Прошли четыре месяца неискренних улыбок, шоколадок «Три мушкетера» и прогорклых «Доритос» с тех пор, как Оливер Стэнстед вошел в мою жизнь вместе с «Матерями против пьяных автомобилистов», которые тащили его за собой, как коп подвыпившего тинэйджера. Четыре месяца розысков школьных табелей и медицинских бюллетеней из моего прошлого.

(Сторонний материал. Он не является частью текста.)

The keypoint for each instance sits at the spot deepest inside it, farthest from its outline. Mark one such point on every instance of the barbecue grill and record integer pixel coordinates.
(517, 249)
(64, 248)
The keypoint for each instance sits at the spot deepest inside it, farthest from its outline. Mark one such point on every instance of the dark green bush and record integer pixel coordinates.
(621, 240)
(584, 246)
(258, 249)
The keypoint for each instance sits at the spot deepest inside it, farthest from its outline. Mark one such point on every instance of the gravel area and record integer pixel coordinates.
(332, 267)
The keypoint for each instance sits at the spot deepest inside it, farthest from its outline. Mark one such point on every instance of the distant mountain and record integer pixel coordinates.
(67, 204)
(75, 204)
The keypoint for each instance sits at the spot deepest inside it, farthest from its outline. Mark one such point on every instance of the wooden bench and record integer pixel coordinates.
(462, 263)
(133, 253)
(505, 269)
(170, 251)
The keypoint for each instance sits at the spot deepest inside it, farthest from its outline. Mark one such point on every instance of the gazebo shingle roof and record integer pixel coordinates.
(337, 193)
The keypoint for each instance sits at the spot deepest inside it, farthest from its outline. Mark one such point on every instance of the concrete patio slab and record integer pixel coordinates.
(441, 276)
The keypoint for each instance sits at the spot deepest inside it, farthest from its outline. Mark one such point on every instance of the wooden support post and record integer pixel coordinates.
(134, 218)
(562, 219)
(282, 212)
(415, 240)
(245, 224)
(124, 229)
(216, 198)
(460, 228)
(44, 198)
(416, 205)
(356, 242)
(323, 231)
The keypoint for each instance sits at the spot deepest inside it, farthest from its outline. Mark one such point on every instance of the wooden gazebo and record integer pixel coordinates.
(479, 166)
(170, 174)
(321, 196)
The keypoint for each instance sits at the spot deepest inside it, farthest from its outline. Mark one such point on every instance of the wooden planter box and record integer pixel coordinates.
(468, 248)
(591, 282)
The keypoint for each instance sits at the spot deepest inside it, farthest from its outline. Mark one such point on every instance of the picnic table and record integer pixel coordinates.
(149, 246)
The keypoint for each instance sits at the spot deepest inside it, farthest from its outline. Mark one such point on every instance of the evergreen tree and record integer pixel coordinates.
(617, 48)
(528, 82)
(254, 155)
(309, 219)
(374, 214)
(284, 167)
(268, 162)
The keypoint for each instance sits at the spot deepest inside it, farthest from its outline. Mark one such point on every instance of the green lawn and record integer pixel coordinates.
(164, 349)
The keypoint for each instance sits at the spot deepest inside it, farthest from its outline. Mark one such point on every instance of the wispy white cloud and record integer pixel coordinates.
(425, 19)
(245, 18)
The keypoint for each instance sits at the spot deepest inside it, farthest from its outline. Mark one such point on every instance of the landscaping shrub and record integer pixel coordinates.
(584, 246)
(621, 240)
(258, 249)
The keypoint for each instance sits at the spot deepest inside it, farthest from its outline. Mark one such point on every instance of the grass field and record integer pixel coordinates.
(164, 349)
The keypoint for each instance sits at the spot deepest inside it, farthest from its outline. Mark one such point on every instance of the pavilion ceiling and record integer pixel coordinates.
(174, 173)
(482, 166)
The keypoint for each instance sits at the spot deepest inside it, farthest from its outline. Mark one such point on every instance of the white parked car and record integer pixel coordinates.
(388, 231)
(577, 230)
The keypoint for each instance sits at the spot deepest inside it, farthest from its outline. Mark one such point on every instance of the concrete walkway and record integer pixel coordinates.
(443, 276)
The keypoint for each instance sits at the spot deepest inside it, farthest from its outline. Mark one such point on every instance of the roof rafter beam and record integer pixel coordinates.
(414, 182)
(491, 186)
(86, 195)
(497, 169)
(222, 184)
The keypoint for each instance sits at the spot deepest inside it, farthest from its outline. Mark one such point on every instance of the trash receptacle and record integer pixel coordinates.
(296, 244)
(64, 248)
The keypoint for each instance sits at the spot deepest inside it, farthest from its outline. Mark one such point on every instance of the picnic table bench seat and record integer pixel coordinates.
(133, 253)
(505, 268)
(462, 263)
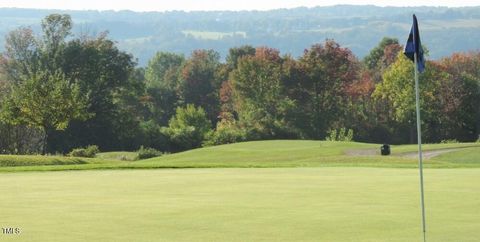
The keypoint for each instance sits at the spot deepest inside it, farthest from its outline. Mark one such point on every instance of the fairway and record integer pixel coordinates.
(257, 204)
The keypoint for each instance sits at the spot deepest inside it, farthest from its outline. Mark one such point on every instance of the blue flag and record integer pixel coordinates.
(415, 46)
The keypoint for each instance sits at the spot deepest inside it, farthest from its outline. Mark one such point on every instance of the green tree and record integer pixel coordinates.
(440, 97)
(328, 70)
(45, 101)
(259, 95)
(188, 128)
(200, 82)
(373, 59)
(162, 82)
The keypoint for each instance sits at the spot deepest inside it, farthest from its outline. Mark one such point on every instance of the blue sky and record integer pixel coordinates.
(191, 5)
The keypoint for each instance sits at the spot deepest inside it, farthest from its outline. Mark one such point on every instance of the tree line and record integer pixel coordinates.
(60, 91)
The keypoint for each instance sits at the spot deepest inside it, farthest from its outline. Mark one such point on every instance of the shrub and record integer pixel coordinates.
(145, 153)
(226, 133)
(188, 128)
(89, 151)
(449, 141)
(341, 135)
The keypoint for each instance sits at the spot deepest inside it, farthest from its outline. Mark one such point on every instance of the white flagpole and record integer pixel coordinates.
(419, 139)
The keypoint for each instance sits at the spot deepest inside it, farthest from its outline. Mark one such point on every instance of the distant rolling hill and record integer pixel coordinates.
(360, 28)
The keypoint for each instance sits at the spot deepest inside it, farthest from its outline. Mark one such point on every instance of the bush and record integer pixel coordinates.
(145, 153)
(89, 151)
(341, 135)
(449, 141)
(226, 133)
(188, 128)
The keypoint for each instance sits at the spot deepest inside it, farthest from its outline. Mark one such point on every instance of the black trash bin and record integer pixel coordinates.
(385, 149)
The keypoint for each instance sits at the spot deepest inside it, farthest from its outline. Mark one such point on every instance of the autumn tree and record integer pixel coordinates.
(328, 71)
(162, 79)
(259, 95)
(200, 83)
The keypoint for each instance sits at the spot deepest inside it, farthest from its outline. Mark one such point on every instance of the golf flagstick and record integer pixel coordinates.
(419, 140)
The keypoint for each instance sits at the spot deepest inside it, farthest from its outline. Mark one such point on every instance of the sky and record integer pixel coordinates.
(194, 5)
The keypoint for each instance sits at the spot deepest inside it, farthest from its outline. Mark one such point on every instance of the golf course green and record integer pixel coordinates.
(271, 204)
(253, 191)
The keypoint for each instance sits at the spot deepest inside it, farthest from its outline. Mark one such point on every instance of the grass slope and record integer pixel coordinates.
(118, 155)
(276, 153)
(295, 204)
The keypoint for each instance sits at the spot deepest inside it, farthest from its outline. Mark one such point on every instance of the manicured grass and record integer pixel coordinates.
(118, 155)
(275, 153)
(467, 155)
(294, 204)
(32, 160)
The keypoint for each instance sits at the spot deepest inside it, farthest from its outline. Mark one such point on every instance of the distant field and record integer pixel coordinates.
(261, 154)
(280, 204)
(120, 155)
(209, 35)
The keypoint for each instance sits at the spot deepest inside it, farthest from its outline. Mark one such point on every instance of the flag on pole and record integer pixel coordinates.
(414, 51)
(414, 46)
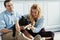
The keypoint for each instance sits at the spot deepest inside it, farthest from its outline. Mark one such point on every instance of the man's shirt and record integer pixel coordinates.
(7, 20)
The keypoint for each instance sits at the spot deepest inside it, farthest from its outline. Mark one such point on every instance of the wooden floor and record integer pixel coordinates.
(57, 36)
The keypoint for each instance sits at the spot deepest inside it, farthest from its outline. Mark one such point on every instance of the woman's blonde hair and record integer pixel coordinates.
(34, 6)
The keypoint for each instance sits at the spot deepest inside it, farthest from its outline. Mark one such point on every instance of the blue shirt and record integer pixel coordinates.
(7, 20)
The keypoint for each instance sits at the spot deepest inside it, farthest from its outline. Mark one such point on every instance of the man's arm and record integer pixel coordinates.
(5, 30)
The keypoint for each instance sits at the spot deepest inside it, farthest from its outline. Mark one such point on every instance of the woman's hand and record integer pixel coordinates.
(17, 27)
(31, 27)
(22, 28)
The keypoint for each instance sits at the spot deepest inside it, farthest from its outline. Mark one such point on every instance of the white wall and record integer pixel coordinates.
(50, 10)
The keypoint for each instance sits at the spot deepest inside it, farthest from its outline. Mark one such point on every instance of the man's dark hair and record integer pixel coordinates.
(6, 2)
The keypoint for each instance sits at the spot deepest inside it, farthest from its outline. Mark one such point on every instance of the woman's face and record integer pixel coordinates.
(35, 13)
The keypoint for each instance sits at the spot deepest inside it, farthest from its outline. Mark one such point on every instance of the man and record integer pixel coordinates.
(7, 19)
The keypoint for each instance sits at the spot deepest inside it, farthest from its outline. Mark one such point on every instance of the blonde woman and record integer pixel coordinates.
(37, 21)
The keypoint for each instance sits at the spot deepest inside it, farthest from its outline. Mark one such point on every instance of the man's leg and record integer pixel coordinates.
(8, 36)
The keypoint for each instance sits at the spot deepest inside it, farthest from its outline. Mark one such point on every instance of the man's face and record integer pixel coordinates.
(9, 6)
(35, 13)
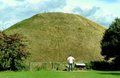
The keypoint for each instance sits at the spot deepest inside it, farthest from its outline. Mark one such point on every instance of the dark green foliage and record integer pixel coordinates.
(111, 42)
(12, 52)
(55, 35)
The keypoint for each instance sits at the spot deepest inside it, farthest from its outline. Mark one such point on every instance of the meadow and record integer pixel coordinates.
(60, 74)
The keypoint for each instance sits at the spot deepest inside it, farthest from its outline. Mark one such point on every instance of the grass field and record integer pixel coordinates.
(61, 74)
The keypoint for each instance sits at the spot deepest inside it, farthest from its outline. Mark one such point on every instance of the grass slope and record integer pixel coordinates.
(53, 36)
(53, 74)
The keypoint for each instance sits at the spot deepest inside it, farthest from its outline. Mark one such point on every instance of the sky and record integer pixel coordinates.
(101, 11)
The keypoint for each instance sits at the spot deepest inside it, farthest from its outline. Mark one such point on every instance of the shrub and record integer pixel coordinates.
(13, 52)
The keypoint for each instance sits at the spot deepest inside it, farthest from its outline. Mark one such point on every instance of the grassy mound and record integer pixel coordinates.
(54, 36)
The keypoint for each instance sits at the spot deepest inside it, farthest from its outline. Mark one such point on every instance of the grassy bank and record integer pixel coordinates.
(55, 35)
(60, 74)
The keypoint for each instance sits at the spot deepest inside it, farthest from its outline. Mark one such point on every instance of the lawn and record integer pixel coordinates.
(61, 74)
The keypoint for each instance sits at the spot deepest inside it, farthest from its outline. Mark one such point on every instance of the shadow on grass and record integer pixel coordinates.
(117, 73)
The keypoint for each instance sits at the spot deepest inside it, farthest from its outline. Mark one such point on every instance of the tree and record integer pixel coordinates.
(13, 51)
(110, 43)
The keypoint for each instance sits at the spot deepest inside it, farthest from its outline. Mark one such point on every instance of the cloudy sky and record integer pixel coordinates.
(100, 11)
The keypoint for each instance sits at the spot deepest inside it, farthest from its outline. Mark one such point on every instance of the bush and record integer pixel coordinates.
(13, 52)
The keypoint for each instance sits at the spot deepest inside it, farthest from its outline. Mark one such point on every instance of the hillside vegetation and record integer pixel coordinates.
(54, 36)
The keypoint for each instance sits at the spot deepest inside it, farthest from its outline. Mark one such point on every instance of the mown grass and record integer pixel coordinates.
(54, 36)
(61, 74)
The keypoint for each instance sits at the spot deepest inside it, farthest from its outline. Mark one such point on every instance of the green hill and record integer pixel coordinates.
(54, 36)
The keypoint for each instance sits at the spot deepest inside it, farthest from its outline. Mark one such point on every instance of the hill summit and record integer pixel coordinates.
(54, 36)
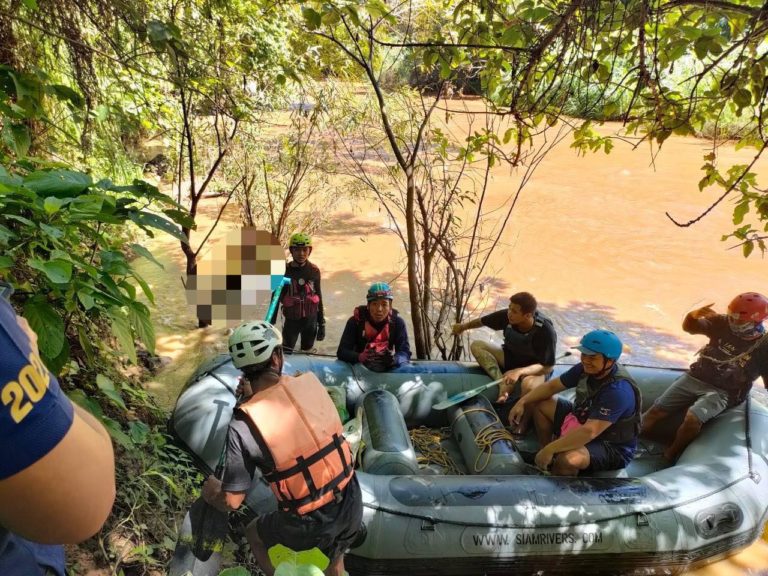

Четыре месяца аффидевитов, подписанных дантистом моей матери и лучшим другом моего брата, заявлявшими, как некогда сказал Оливер, «что я этого заслуживаю». Он четыре месяца – теперь уже пять – слушал, как я опустошаю ящики письменного стола моего прошлого, складываю их содержимое (иногда аккуратно, иногда не очень) и передаю ему некоторые факты, чтобы они нашли свое место в его кейсе. Это должно было скоро закончиться, невзирая на день Х. Четыре месяца – обычно столько времени нужно парочке, чтобы влюбиться или разойтись, или деловым людям, чтобы заключить бизнес-сделку; и именно столько обычно нужно большинству людей, чтобы покинуть меня, мелодраматически или как-то по-другому.
Энди Хоскинс первым заставил меня обратить внимание на этот изъян. Он проспал в моей постели ровно четыре месяца. Каждая женщина или мужчина, с которыми у меня завязывалась дружба, держались возле меня примерно в течение одного сезона. В зависимости от погоды, невзирая на, скажем, пальто, или шарф, или длину джинсов. Пол, который водил меня в «Ритц» осенью 2000-го, Сондра (которая звала себя по фамилии – Гинтер), бывшая моей наперсницей зимой 1995-го; а затем Линь, которую я встретила в маникюрном салоне на Честнат-стрит и потом заходила к ней на еженедельный маникюр весной 1999-го. Единственным исключением был, в каком-то роде, мой отец, а еще, конечно, Персефона. А теперь это оправдается и в случае с Олли.